Among the unsavory details Mr. Rechnitz supplied prosecutors with that led to the indictment of Inspector Grant and another ranking cop, Deputy Chief Michael Harrington, were that he and Mr. Reichberg treated them to meals at expensive restaurants and foreign vacations, and gave Mr. Harrington tens of thousands of dollars worth of business with a security company run by his family. Mr. Rechnitz also told prosecutors that Mr. Reichberg had arranged a trip to Las Vegas for Mr. Grant and another cop to watch the Super Bowl, and on the flight there had paid for a prostitute to have sex with the two men.

In return for their generosity and using their political connections with others higher up in the department including then-Chief of Department Philip Banks III, Mr. Rechnitz was expected to testify, the two ranking officers provided a variety of favors to them, including helping them and their friends to avoid summonses and arrest. They sometimes resolved civil disputes involving the Orthodox Jewish community, pressured subordinates to assist Mr. Rechnitz and Mr. Reichberg, and helped facilitate promotions and transfers of other cops who had accommodated the two businessmen.

On one occasion, Mr.
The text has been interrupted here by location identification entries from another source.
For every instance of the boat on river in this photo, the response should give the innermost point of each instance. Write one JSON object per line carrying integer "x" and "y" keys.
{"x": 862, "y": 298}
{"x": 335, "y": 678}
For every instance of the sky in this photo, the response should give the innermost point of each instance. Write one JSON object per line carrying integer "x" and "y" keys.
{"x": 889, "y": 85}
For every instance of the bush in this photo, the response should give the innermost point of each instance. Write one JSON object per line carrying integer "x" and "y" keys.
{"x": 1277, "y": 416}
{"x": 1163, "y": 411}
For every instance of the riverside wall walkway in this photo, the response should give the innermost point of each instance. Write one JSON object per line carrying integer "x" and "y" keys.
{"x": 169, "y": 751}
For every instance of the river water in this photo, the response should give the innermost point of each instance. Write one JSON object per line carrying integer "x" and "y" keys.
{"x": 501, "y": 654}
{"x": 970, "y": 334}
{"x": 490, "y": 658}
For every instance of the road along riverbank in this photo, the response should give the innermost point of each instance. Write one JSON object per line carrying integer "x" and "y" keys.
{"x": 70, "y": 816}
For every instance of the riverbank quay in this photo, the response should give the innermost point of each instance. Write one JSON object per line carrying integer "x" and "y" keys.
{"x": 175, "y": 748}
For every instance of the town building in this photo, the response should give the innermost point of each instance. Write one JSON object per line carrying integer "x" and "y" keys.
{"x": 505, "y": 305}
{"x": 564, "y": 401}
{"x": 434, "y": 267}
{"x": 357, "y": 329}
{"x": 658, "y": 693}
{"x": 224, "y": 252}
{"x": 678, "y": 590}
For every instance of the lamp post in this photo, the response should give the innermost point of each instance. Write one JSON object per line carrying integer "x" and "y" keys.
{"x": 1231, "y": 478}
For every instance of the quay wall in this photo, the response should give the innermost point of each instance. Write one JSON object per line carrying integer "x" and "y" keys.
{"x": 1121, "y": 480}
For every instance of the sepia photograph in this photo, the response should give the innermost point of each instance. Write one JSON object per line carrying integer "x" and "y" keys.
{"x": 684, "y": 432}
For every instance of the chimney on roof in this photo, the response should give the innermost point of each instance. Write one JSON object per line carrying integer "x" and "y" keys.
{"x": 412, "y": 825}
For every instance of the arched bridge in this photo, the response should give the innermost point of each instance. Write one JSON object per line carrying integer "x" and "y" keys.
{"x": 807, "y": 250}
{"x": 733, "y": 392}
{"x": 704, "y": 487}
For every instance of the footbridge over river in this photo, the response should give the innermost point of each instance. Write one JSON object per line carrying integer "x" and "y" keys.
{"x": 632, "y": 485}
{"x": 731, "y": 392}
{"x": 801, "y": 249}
Rechnitz testified during the first Seabrook trial, one of the commanders arranged to have a tube of the Lincoln Tunnel closed so that the entrepreneur’s boss at the time could receive a police escort from Teterboro Airport into Manhattan after returning from a trip to Israel.

Gun-License Payoffs

Mr. Reichberg is also accused of making payoffs to other cops to expedite the processing of applications for gun licenses, sometimes to persons who would ordinarily have been denied them had they gone through normal channels.

Ms. Necheles joined Mr. Meringolo in arguing that there was nothing criminal about favors being traded between two friends, and both said that Mr. Rechnitz was cooperating with prosecutors to gain leniency while falsely implicating their clients in his own criminal activities. Mr. Meringolo has spoken of subpoenaing Mr. de Blasio—who has denied doing any special favors for Mr. Rechnitz, but also condemned Mr. Reichberg as someone he never should have gotten mixed up with—as part of an effort to discredit the witness.